Kisah Pluim: Away Serui, Anaconda, Rumput Alang-alang di Kandang PSM

Kisah Pluim: Away Serui, Anaconda, Rumput Alang-alang di Kandang PSM

Muhammad Robbani - Sepakbola
Jumat, 24 Apr 2020 21:40 WIB
Kapten PSM Makassar Wiljan Pluim
Wilkam Pluim membagikan pengalaman tentang PSM Makassar dan Liga Indonesia ke media Belanda. (Foto: detikcom/Rifkianto Nugroho)
Jakarta -

Gelandang PSM Makassar, Wiljan Pluim, bicara pengalamannya bermain di Indonesia kepada media Belanda. Banyak pengalaman yang tak pernah ia bayangkan sebelumnya.

Misalnya perjalanan away ke markas Perseru Serui, Stadion Marora. Sudah menjadi rahasia umum klub dan pemain-pemain klub di Indonesia tak menyukai laga away melawan Perseru.

Kondisi geografis Stadion Marora yang terbilang cukup terpencil. Apalagi stadion ini terletak di Kepulauan Yapen, yang terpisah dari daratan Pulau Papua.

SCROLL TO CONTINUE WITH CONTENT

Untuk mencapai ke sana butuh berpindah-pindah kendaraan transportasi. Bahkan dulu tak ada pesawat kecil khusus yang terbang ke Yapen sehingga harus ditempuh dengan perjalanan laut dengan kapal kecil.

Pluim bersyukur sudah tak ada lagi Perseru yang kini telah berpindah homebase dan mengganti namanya menjadi Badak Lampung FC. Setidaknya ia tak harus menjalani tradisi away ke Serui lagi.

ADVERTISEMENT

"Saya sudah naik pesawat sebanyak ratusan kali di sini (Indonesia).
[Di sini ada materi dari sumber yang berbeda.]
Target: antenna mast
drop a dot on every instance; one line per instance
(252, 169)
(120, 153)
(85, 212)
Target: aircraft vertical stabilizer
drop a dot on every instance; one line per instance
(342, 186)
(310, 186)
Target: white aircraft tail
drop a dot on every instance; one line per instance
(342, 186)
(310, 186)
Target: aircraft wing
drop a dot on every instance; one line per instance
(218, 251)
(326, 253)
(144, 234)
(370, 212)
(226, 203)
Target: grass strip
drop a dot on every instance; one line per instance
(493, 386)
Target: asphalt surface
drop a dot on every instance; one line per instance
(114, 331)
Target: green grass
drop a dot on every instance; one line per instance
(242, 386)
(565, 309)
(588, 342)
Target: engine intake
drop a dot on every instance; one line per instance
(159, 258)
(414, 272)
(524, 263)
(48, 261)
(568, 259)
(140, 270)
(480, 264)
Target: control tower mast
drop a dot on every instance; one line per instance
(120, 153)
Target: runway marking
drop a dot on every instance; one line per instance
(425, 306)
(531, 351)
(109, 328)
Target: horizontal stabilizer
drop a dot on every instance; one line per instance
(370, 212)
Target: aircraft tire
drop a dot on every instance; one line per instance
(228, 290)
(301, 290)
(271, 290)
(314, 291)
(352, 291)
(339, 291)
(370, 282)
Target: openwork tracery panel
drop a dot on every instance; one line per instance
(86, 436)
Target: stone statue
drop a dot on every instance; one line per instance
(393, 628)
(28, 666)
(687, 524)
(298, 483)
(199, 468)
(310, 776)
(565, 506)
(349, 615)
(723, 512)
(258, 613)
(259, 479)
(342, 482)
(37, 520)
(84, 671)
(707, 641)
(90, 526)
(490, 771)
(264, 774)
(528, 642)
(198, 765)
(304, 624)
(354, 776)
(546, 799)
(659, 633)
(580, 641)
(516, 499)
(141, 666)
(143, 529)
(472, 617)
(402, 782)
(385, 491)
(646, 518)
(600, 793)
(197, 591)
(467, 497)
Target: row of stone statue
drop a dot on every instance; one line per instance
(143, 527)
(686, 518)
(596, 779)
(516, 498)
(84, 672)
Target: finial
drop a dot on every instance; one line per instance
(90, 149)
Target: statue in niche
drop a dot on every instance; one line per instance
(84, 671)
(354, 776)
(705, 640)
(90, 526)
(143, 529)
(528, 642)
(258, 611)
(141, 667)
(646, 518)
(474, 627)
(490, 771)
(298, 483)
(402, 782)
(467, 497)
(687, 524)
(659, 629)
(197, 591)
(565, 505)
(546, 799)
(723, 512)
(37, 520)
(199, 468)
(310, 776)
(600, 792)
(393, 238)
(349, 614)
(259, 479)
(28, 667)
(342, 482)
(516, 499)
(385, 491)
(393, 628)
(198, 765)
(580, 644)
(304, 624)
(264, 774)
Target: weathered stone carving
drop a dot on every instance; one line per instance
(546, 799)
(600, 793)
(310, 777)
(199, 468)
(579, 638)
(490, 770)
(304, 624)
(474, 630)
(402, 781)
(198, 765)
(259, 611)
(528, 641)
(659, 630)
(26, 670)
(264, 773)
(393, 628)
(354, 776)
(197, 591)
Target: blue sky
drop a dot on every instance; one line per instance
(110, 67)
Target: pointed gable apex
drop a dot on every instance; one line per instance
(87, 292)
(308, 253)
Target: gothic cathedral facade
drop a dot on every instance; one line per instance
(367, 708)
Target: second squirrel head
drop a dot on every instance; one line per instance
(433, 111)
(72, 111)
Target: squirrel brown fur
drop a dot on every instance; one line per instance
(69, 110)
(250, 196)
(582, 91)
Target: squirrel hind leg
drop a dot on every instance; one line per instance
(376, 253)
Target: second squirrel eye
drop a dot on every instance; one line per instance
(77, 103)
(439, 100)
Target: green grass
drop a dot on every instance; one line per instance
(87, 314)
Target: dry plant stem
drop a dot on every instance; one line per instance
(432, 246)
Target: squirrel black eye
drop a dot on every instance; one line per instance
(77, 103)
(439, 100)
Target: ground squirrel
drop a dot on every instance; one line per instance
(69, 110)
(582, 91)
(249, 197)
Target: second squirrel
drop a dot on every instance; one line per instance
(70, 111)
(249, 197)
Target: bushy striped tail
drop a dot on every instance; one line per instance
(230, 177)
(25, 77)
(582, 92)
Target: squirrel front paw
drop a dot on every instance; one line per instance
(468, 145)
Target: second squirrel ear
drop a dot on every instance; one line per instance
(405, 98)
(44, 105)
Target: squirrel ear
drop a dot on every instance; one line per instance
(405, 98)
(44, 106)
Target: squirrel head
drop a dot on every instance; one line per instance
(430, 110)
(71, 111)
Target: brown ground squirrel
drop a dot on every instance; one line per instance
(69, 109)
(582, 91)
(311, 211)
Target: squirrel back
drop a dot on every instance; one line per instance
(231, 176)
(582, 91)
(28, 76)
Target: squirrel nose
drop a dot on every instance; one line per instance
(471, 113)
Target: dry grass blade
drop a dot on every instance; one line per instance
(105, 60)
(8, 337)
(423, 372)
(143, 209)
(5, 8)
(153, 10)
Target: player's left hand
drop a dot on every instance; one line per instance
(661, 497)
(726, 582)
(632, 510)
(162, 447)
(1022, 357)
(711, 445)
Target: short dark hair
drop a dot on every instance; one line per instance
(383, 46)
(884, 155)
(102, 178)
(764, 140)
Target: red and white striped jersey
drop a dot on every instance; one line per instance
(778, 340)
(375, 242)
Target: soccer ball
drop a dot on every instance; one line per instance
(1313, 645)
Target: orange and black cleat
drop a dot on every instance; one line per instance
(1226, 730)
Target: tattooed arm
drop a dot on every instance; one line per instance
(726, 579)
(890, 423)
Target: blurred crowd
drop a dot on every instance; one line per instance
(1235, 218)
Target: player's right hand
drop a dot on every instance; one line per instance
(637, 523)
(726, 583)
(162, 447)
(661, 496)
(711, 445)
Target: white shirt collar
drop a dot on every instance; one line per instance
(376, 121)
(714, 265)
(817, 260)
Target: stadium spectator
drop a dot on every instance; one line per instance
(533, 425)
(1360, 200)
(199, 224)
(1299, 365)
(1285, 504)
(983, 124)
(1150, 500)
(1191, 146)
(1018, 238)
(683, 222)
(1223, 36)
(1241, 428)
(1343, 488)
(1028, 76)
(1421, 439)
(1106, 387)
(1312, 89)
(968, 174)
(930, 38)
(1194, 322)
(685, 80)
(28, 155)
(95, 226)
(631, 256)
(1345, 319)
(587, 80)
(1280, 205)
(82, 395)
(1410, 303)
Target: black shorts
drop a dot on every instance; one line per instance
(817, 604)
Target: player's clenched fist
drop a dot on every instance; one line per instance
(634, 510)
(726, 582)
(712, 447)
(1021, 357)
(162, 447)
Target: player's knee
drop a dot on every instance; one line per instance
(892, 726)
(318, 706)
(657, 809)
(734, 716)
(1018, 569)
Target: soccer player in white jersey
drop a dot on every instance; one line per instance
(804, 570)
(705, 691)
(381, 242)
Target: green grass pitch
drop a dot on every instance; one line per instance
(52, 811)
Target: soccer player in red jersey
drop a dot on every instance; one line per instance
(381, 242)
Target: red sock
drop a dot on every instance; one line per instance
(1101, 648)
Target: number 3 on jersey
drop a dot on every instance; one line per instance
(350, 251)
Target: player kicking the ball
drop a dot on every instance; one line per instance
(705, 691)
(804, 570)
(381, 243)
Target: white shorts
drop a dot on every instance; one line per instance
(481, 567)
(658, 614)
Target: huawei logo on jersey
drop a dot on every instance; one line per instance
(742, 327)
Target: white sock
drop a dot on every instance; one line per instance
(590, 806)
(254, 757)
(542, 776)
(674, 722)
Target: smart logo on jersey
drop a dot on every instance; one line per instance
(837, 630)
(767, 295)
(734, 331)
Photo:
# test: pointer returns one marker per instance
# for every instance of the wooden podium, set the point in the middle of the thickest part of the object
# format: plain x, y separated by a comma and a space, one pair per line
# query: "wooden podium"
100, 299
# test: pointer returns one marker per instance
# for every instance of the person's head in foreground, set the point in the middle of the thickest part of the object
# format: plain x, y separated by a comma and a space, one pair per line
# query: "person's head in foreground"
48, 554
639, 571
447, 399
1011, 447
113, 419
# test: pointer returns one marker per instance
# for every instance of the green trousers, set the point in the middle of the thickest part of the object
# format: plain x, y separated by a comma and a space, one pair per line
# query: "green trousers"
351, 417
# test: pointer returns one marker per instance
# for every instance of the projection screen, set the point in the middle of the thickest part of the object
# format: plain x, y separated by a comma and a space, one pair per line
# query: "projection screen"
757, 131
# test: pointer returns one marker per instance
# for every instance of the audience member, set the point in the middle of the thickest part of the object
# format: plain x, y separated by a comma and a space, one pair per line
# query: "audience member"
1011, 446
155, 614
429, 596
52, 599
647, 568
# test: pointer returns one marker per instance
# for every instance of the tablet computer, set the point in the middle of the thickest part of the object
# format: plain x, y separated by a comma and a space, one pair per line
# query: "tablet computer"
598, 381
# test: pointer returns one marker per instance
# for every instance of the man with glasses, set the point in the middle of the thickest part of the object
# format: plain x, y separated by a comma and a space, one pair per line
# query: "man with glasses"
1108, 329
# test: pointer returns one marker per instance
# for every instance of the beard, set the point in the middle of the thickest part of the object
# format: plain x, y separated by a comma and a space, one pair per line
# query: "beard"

Saya tak khawatir sama sekali, kecuali saat ke Papua (maksudnya Serui)," kata Pluim dalam wawancara khususnya dengan Voetbal International.

"Ketika kami ke sana dengan pesawat, kami harus melanjutkan dengan pesawat lagi yang mirip bus namun dengan baling-baling," ujarnya menambahkan.

"Saya bukan orang yang percaya agama, namun ketika ke sana saya banyak berdoa sebelum pesawat lepas landas. Karena hal itu, saya tak kasihan ketika tim Papua itu terdegradasi (maksudnya pindah homebase)," katanya lagi.

Meski begitu, Pluim tak pernah menyesal dengan pengalamannya bepergian ke Papua. Menurutnya Papua adalah salah satu tempat dengan lingkungan paling asri yang pernah ia kunjungi.

"Kami main di tengah-tengah hutan. Rekan setim bilang di sana orang-orang pakai koteka, tapi saya tak pernah melihatnya. Kalau monyet memang banyak, alamnya sangat luar biasa," ceritanya.

Eks pemain Eredivisie bersama Vitesse, Roda JC, PEC Zwolle, hingga Willem II itu juga punya pengalaman tak terduga lain di Makassar. Tepatnya di Stadion Andi Mattalatta yang merupakan kandang dari PSM.

Sudah diketahui bersama kalau Stadion Andi Mattalatta adalah salah satu yang terburuk di kancah teratas sepakbola Indonesia. Buktinya PSM tak bisa berkandang di sana dalam ajang Piala AFC dalam dua musim terakhir.

Pihak AFC selalu tak meloloskan verifikasi stadion yang juga dikenal dengan sebutan Mattoangin itu. Rumputnya tak terawat, bangunan tribunenya pun sudah dimakan usia.

"Di stadion kami ada rumput (alang-alang) di belakang gawang, kadang rumput itu sangat tinggi. Suatu waktu kami berlatih dan ada orang lompat ke sana, ia memegang sesuatu seukuran anaconda. Kami melihatnya, namun kembali melanjutkan latihan lagi," ucapnya mengingat momen itu.

Tak lupa ia membagikan kekagumannya terhadap sepakbola Indonesia. Ya pastinya tentang hasrat besar para suporter di Tanah Air.

Di tengah ditangguhkannya Shopee Liga 1 akibat pandemi corona seperti sekarang, Pluim mulai merindukan atmosfer sepakbola. Sebenarnya ia punya pengalaman panjang dengan suporter di Belanda, namun rasanya berbeda saat membandingkannya dengan Indonesia.

"Orang Indonesia gila sepakbola, saat tiba di stadion kadang saya berpikir; ini bangunan tua, semua pemain juga mandi di rumahnya masing-masing," ujarnya.

"Tapi ketika (stadion) penuh, 15 ribu orang berkumpul. Mereka bernyanyi, berteriak, berjoget, ada drum, dan kembang api. Itu adalah sebuah pesta besar," ucapnya mengakhiri cerita.